Kate Harker wants to be as ruthless as her father. After five years and six boarding schools, she’s finally going home to prove that she can be.
August Flynn wants to be human. But he isn’t. He’s a monster, one that can steal souls with a song. He’s one of the three most powerful monsters in a city overrun with them. His own father’s secret weapon.
Their city is divided.
Their city is crumbling.
Kate and August are the only two who see both sides, the only two who could do something.
But how do you decide to be a hero or a villain when it’s hard to tell which is which?
For the past few weeks, I’ve buried my face in a series of books about princes and princesses, castle politics, and scheming villains. This Savage Song has none of that which makes it a perfect breather. What it bears are Monsters!
“Monsters, monsters, big and small,
They’re gonna come and eat you all.
Corsai, Corsai, tooth and claw,
Shadow and bone will eat you raw.
Malchai, Malchai, sharp and sly,
Smile and bite and drink you dry.
Sunai, Sunai, eyes like coal,
Sing you a song and steal your soul.”
I’ve heard countless stories about monsters as a child, but it’s never a common one with Victoria Schwab. Her stories were always deliciously unique and just the right amount of creepy. An engrossing supernatural tale is what this is. The moment I started reading, I was completely absorbed and it was just impossible to set down.

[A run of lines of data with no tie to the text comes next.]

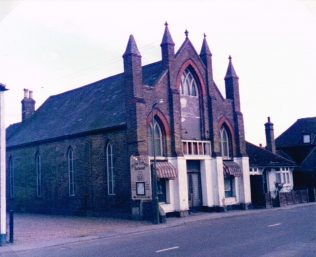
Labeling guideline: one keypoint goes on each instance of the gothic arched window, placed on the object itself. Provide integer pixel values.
(110, 169)
(188, 84)
(155, 139)
(71, 175)
(225, 143)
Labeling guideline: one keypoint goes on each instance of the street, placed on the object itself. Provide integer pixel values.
(275, 233)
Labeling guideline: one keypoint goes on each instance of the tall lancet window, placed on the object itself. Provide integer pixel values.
(225, 143)
(71, 172)
(188, 84)
(11, 177)
(155, 139)
(191, 112)
(38, 169)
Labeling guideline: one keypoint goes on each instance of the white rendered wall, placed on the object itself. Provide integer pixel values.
(180, 185)
(218, 181)
(207, 182)
(244, 181)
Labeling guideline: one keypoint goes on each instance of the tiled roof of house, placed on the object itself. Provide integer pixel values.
(309, 163)
(293, 136)
(95, 106)
(260, 157)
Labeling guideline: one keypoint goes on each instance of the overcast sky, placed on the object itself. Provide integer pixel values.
(53, 46)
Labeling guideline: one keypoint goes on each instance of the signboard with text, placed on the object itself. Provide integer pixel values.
(140, 178)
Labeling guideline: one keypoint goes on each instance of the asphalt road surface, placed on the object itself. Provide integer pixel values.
(278, 233)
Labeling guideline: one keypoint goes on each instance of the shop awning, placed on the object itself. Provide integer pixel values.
(232, 168)
(166, 170)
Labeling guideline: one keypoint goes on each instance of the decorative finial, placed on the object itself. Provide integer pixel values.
(186, 32)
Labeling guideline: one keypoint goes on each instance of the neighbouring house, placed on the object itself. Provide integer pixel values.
(89, 150)
(270, 173)
(298, 142)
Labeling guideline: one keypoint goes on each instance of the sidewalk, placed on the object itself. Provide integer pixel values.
(35, 231)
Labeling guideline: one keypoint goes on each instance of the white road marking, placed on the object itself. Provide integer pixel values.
(274, 225)
(167, 249)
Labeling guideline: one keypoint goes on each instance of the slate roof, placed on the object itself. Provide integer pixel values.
(92, 107)
(260, 157)
(309, 163)
(293, 136)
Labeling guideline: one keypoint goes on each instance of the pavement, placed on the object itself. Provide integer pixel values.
(32, 231)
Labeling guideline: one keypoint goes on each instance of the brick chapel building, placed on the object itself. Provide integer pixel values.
(73, 154)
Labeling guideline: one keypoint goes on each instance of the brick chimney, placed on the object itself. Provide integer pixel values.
(28, 105)
(270, 136)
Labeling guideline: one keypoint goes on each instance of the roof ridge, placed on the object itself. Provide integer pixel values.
(87, 85)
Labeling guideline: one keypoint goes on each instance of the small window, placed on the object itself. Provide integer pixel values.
(38, 168)
(156, 142)
(162, 190)
(71, 175)
(225, 144)
(306, 139)
(110, 169)
(229, 186)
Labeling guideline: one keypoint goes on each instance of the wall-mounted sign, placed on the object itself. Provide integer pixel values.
(140, 178)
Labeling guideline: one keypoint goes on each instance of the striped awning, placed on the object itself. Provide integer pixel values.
(232, 168)
(166, 170)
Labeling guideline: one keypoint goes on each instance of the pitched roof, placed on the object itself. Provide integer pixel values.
(95, 106)
(260, 157)
(293, 136)
(309, 163)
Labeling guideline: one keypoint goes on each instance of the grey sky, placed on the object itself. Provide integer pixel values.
(53, 46)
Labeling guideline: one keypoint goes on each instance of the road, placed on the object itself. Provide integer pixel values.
(276, 233)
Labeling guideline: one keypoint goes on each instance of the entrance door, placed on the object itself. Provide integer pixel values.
(194, 184)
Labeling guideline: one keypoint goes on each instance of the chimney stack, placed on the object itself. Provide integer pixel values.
(270, 136)
(28, 105)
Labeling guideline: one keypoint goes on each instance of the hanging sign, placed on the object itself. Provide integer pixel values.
(140, 178)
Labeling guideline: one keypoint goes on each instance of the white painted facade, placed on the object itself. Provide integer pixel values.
(282, 176)
(212, 184)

It’s not the kind of book that you’ll love instantly after a few pages, but I tell you, Schwab knows how to handle a book. She doesn’t dump information unceremoniously to her readers. I love that we came to know every character bit by bit. I love how she builds this dark, but amazing world. And I definitely love the idea of violence breeding actual monsters.
“It hadn’t been just about the sinner in the end, it was about the sin itself, the shadow that ate away a human’s light.”
Another interesting thing is that the two main characters belong to different sides of the divided city of Verity, which automatically make them enemies. To make matters worse, Kate Harker is human, while August Flynn is a monster. That should have made August the villain, but in Schwab’s dangerous world, the line between humans and monsters is a blur. Humans aren’t all innocent, and monsters aren’t all bad.
Kate and August are two powerful characters with beautiful flaws. August desperately wants to become human. Kate hates monsters for a good reason. The moment they realized that they were facing the same enemy, they quickly learn to watch each other’s back and it was fantastically beautiful that I wished for a spark (or make it a bonfire) to ignite between the two. Sadly, there is no romance. Although I should’ve guessed because I’ve read Schwab’s Vicious and there was no romance in there as well. But the lack of romance is not a deal breaker at all. The story was still awesome even without it, the characters were lovable, all the angst was well-placed, and the suspense was gripping that it will make you keep turning pages.
There are some parts I found a little boring but overall the story was just awesome that all those boring parts are cancelled out. The best part, at least for me, is that huge cliffhanger ending. I bet it will leave many readers wanting more like it did to me. I highly recommend this not just to Schwab’s fans but also to those who love dark dystopian and paranormal reads.